At the time, we published an article from Ian Fry which provided advice to organisations on how to address these requirements, and I published a complementary article listing some relevant RealKM Magazine resources. I’ve since updated that article to reflect the potential links between ISO 9001:2015 and ISO 30401:2018.

As a couple of years have now passed since the publication of ISO 9001:2015, it’s timely to start looking at the impact that this revised standard has had on knowledge management.

A recent study[1] addresses this, presenting the findings of a quantitative survey of ISO 9001:2015-certified organizations in Portugal, Romania, Switzerland, and Turkey that was carried out in April 2018. The organizations had been certified by certification body partners of the International Quality Network (IQNet).

The overall survey response rate was 3.1%, encompassing 222 ISO 9001:2015 certified organizations. While acknowledging that this is a relatively low response rate, the study authors consider the sample size to be representative enough to “yield valuable research insights due to is large dimension and diversity, incorporating organizations of different sizes, sectors and geographical location.”

The authors report that:

The surveyed organizations reported significant benefits from ISO 9001:2015 implementation … The respondents considered the adoption of risk-based thinking the major difficulty to be overcome, but simultaneously as the major benefit to be realized. The alignment with other management systems, the increased top management commitment, the identification of risks and opportunities and the knowledge management were also reported as significant benefits … To sum up, the new/reinforced ISO 9001:2015 approach reported as more beneficial was the “Adoption of risk-based thinking” (75.7%), followed by “Organizational knowledge” (39.8%), “Organizational context determination” (37.6%) and “Identification of the relevant interested parties and their relevant requirements” (36.5%).

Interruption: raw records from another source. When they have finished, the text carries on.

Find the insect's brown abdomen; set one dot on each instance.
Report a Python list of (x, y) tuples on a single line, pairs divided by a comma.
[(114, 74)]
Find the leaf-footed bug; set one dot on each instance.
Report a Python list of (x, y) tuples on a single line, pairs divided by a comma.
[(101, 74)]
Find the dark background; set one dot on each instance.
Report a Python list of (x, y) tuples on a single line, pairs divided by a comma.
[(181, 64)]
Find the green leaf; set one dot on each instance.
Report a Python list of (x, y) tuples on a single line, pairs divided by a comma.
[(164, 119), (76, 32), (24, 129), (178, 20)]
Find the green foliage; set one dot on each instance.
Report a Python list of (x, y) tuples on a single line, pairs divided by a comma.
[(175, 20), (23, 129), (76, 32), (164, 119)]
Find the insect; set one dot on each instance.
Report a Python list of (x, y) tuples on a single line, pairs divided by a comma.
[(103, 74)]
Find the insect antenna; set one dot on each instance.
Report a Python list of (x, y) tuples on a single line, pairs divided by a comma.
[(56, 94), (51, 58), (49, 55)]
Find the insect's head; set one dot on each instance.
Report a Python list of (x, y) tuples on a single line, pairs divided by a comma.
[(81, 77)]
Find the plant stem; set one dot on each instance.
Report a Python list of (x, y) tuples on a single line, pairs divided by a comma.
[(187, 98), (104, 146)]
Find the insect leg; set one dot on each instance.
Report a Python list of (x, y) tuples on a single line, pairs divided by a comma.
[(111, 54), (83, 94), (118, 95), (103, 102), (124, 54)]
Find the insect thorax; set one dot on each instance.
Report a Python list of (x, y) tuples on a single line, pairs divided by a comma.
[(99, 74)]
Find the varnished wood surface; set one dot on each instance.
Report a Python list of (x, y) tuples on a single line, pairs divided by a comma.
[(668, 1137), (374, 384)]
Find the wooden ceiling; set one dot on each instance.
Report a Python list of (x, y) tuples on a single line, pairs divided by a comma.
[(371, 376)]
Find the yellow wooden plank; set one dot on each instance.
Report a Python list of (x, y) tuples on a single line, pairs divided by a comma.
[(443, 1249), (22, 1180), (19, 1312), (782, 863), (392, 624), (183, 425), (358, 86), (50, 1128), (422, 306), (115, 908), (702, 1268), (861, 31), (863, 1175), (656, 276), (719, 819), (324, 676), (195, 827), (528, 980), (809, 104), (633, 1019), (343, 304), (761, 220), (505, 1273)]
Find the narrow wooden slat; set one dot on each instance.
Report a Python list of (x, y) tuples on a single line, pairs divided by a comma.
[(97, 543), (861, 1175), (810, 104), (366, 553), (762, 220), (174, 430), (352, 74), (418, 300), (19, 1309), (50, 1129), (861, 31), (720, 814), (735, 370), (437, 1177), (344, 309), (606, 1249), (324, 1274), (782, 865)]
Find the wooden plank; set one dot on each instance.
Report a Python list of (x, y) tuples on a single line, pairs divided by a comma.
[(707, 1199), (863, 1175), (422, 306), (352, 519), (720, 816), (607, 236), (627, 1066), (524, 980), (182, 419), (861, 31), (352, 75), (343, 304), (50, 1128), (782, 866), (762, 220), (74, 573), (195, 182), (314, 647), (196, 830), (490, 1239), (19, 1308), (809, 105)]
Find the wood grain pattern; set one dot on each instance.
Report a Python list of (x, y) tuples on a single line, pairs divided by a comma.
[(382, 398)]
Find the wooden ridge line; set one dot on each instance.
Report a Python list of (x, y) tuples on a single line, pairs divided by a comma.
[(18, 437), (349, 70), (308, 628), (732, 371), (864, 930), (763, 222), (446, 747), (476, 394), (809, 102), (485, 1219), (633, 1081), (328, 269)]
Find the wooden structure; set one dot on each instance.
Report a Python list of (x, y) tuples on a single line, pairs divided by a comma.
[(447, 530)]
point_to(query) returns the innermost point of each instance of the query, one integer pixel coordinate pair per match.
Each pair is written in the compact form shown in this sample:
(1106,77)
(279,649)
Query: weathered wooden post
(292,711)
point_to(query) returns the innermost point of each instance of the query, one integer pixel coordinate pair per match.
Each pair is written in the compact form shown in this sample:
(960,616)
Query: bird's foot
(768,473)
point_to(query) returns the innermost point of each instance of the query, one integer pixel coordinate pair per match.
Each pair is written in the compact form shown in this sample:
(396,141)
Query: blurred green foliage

These findings bode well for the future of knowledge management, and for the potential uptake of the new ISO 30401:2018 KM standard.

As well as the support for knowledge management, an important aspect of the benefits of ISO 9001:2015 identified in the survey is “alignment with other management systems.” Both ISO 9001:2015 and ISO 30401:2018 are ISO management systems standards, and so use the same high level structure. As I’ve previously discussed, this means that organisations can implement both ISO 9001:2015 and ISO 30401:2018 together, with ISO 30401:2018 providing a way for organisations to address the organisational knowledge requirements of ISO 9001:2015.

The draft of ISO 30401:2018 had sparked considerable concern in the KM community, with inadequate stakeholder participation a contributing factor. However, as revealed in part 1 and part 2 of Stephen Bounds’ evaluation of ISO 30401:2018, the ISO committee is to be commended for the extent to which they have addressed concerns in regard to the shortcomings of the draft in the final published version of ISO 30401:2018.

It’s now time to look at how ISO 30401:2018 is put into practice — look for Stephen Bounds’ advice in this regard in the forthcoming part 3 of his evaluation.

Reference:

  1. da Fonseca, L. M. C. M., Domingues, J. P., Machado, P. B., & Harder, D. (2019). ISO 9001: 2015 adoption: A multi-country empirical research. Journal of Industrial Engineering and Management, 12(1), 27–50.